If you are to understand what follows—if any of the incredible events I’m about to relate are to make any sense to you—I must explain some things about myself. Some things I felt I couldn’t reveal to you when we first met. Why not? I wanted you to get to know me a little better, I suppose. I hoped you might then excuse some of my less attractive traits.

But now, it has overtaken me—this desire to unburden myself. I couldn’t stop now, even if I wanted to. Like the Ancient Mariner, I need to get it off my chest.

I must warn you, what follows is, at times, hard to take. It’s certainly hard to write about. If you thought Lana’s murder was the climax of this sordid tale, you were sadly mistaken.

The real horror is yet to come.

* * *

Once again, I must turn back the clock. Not to the Soho street in London, this time—but much, much further.

I will tell you about Lana and me—about our friendship; strange and extraordinary thing that it was. But that’s just the tip of the iceberg, to be frank. My relationship with Lana Farrar began a long time before we ever met.

It began when I was someone else.

2

It’s funny, whenever the novelist Christopher Isherwood would write about his younger self, it was always in the third person.

He would write about “him”—a kid named “Christopher.”

Why? Because, I think, it allowed him to access empathy for himself. It’s so much easier to feel empathy for other people, isn’t it? If you see a scared little boy on the street, bullied, shamed, disrespected by an abusive parent, you instantly feel sympathy for him.

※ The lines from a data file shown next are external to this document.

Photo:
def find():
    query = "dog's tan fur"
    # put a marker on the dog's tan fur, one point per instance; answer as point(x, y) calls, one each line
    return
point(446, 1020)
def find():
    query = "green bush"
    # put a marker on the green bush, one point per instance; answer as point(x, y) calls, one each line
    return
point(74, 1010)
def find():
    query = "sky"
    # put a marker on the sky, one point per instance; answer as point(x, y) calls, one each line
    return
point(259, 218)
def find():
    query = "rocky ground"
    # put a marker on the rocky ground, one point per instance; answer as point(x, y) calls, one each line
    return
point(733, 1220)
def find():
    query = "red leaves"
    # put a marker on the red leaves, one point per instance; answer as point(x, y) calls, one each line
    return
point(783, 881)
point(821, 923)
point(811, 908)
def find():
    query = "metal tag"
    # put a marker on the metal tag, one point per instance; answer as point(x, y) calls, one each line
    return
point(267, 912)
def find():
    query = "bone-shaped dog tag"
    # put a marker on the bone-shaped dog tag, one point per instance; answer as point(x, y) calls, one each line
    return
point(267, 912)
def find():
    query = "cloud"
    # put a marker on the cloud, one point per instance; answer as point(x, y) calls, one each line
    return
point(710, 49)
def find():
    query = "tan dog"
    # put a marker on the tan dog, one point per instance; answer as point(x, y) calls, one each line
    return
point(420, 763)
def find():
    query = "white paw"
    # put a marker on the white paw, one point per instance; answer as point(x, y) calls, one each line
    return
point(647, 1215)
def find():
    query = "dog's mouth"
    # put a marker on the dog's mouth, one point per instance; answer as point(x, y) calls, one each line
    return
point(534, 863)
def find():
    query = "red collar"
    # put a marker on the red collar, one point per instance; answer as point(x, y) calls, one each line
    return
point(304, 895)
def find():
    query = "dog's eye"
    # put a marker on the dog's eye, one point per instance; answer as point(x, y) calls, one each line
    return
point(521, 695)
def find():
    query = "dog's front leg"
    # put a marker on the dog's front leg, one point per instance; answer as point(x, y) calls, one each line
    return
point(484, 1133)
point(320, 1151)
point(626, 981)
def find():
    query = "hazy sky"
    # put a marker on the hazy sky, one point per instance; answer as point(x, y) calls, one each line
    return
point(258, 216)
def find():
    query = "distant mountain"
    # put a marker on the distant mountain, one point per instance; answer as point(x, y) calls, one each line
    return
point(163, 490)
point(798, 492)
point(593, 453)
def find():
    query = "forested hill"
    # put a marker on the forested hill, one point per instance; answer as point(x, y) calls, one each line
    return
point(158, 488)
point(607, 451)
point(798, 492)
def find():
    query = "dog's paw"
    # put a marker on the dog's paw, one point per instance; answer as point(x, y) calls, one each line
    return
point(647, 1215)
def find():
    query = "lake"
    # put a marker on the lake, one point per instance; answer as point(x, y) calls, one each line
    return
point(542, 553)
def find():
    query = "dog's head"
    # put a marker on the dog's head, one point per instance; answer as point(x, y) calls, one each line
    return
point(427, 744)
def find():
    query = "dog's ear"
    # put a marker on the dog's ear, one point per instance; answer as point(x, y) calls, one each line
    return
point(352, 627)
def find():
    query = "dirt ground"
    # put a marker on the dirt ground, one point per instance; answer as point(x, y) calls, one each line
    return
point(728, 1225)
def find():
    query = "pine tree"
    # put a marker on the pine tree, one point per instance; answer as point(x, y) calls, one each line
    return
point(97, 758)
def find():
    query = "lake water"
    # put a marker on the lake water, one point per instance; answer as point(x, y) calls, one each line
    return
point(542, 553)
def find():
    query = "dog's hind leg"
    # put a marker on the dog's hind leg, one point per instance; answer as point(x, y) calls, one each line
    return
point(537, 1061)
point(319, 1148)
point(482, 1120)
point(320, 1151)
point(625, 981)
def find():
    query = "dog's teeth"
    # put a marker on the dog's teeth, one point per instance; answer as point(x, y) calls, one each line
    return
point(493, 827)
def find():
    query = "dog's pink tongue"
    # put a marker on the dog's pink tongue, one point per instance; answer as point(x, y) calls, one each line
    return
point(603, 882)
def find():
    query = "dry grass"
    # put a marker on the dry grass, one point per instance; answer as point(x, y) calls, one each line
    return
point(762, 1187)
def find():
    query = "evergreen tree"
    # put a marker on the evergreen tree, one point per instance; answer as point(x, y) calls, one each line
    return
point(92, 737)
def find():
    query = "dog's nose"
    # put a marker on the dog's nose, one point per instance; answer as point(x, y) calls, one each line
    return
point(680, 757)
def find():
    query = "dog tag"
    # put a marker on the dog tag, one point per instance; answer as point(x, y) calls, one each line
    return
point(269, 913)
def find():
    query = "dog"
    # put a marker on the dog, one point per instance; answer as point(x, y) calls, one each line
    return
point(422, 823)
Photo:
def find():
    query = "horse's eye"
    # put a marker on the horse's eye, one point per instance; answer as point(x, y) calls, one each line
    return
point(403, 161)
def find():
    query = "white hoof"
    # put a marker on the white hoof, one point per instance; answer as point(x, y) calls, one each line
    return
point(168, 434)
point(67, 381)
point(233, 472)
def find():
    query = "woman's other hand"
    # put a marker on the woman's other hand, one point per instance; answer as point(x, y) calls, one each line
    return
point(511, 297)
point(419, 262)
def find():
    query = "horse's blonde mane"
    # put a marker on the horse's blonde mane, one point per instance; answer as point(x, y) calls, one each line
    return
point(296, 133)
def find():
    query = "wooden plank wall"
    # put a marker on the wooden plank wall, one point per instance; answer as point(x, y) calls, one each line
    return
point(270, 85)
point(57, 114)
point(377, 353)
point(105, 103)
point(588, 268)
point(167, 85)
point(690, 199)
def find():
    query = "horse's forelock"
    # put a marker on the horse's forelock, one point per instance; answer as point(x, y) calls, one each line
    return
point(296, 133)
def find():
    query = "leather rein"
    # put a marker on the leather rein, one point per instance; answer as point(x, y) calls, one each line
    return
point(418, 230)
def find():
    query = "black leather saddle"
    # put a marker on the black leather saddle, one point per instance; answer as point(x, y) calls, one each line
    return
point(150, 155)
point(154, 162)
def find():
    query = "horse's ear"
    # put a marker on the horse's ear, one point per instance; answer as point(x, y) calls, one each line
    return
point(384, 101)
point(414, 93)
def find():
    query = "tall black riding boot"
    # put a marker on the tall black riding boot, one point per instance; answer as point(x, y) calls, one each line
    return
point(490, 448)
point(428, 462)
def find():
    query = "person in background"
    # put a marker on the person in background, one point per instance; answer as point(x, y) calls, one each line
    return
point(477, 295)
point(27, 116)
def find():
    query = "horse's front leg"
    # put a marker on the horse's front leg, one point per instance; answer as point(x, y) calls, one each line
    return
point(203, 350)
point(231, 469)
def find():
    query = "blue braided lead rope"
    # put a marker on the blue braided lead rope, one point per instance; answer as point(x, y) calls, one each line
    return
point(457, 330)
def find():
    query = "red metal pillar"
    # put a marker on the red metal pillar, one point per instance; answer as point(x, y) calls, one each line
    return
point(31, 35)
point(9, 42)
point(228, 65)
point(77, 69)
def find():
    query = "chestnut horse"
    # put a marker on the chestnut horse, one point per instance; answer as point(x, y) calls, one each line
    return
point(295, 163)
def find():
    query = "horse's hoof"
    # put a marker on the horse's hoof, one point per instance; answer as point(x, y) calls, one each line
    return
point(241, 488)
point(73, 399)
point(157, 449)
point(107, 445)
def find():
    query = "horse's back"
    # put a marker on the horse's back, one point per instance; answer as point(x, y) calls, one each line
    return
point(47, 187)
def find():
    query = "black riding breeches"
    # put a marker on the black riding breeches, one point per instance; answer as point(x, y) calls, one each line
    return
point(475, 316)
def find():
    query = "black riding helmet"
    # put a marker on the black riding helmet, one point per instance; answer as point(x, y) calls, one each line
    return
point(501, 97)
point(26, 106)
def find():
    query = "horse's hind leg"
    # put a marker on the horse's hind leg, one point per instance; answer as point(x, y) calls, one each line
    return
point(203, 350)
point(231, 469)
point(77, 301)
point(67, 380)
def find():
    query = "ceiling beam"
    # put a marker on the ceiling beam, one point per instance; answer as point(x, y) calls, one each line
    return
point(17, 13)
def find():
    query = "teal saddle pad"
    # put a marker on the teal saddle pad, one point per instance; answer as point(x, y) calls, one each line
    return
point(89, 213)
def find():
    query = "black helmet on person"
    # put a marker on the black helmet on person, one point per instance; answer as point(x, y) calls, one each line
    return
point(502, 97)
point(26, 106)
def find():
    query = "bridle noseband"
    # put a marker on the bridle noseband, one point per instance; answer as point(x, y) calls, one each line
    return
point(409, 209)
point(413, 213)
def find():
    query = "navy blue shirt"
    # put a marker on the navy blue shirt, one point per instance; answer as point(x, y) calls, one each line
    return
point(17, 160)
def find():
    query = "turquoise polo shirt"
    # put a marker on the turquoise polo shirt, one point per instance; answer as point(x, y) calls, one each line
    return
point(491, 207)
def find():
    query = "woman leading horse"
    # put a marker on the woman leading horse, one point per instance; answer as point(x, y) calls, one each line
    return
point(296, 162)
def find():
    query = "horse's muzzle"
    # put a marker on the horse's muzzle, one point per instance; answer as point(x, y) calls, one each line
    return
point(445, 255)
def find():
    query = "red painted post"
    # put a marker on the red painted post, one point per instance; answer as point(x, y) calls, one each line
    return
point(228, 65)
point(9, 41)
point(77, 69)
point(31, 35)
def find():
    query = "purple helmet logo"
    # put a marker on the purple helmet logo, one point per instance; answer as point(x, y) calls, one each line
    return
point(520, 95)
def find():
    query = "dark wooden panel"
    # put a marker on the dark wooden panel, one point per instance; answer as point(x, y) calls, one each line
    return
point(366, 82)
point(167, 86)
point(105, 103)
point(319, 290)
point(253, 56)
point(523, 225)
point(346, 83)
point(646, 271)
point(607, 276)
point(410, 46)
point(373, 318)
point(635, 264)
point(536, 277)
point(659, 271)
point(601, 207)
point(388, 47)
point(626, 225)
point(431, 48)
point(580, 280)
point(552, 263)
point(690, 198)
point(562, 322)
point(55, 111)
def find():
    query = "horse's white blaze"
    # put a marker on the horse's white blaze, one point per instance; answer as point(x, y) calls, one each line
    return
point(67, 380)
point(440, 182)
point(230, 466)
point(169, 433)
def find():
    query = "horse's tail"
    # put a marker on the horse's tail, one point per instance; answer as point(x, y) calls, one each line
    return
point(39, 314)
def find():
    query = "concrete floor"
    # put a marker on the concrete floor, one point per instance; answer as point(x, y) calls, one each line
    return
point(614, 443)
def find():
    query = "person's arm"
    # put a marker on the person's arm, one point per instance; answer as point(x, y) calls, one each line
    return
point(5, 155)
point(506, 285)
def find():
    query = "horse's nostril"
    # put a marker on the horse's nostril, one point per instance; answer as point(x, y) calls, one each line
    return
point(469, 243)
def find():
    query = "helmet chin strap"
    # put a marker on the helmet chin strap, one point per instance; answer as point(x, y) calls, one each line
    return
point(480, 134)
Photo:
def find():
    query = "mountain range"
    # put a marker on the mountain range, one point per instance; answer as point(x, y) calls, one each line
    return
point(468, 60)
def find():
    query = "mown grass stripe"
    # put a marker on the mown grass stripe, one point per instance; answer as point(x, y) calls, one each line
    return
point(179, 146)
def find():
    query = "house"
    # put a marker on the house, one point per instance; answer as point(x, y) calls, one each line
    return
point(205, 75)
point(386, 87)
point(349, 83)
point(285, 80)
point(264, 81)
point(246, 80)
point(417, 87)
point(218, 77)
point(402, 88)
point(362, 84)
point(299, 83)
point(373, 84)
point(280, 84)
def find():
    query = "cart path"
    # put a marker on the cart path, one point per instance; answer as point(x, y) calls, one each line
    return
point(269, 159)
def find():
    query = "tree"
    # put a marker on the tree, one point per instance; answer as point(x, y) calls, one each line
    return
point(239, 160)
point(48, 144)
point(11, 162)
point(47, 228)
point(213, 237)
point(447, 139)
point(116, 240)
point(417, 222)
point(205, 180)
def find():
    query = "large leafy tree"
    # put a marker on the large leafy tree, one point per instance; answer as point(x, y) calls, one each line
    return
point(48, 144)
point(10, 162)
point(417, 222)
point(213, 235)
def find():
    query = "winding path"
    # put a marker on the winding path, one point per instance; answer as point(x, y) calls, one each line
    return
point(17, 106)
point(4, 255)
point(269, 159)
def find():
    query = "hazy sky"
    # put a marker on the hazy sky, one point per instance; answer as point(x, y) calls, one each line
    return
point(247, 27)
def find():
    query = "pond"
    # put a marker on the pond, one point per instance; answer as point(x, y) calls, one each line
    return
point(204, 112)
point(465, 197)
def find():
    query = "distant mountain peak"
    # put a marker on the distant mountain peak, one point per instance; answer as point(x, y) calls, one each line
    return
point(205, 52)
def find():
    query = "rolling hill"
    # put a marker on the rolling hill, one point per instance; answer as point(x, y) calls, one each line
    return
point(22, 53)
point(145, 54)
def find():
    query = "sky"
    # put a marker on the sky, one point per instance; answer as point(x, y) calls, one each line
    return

But in the case of our own childhoods, it’s hard to see so clearly. Our perception is clouded by the need to comply, justify, and forgive. It takes an impartial outsider sometimes, like a skilled therapist, to help us see the truth—that as kids we were alone and afraid in a frightening place, and no one took any notice of our pain.

We couldn’t admit this to ourselves, back then. It was too scary—so we swept it under an enormous carpet, hoping it would go away. But it didn’t. It remained there, lingering forever, like nuclear waste.

High time, don’t you think, to lift up the rug and take a good look? Although, for safety’s sake, I shall borrow Christopher Isherwood’s technique.

What follows is the kid’s story—not mine.

* * *

The kid’s early years were not happy.

Having a child was no doubt an inconvenience to his parents. A failed experiment, never to be repeated. They provided him with food and shelter, but gave him precious little else—apart from occasional lessons in drunkenness and brutality.

Home was bad. School was worse. The kid wasn’t popular. He wasn’t sporty, or cool, or clever. He was shy and withdrawn, and lonely. The only classmates who spoke to him with any regularity were the bullies—a gang of four mean boys in his class. He nicknamed them the Neanderthals.

The Neanderthals would wait for the kid every morning by the school gates and empty his pockets, taking his lunch money, shoving him, tripping him up, and playing other pranks. They had a fondness for kicking footballs at his head—attempting to knock him over—while hurling insults at him, like weirdo and freak, or worse.

And when he was face down in the dirt, there was always, behind his back, a chorus of laughter. High-pitched children’s laughter. Jeering and malevolent.

I read somewhere that laughter is evil in origin—as it requires an object of ridicule, a butt, a fool. A bully is never the butt of his own jokes, is he?

The leader of the Neanderthals was a real joker, called Paul. He was popular, in that way mean kids can be. He was a wag, a prankster. He sat at the back of the class, mocking teachers and students alike.

Demonstrating a precocious grasp of psychological warfare, Paul decided that none of his classmates were allowed to speak to the kid. He was deemed a leper—too disgusting, too gross, too smelly, and too damn weird to be talked to, acknowledged, or touched. He must be avoided at any cost.

From then on, girls would delight in running off, in fits of excited giggles and screams, if the kid neared them on the playground. Boys would pull faces and make retching noises if they passed him on the stairs. Cruel notes, wishing him harm, were left in his desk for him to find. And always, behind his back, that high-pitched mocking laughter.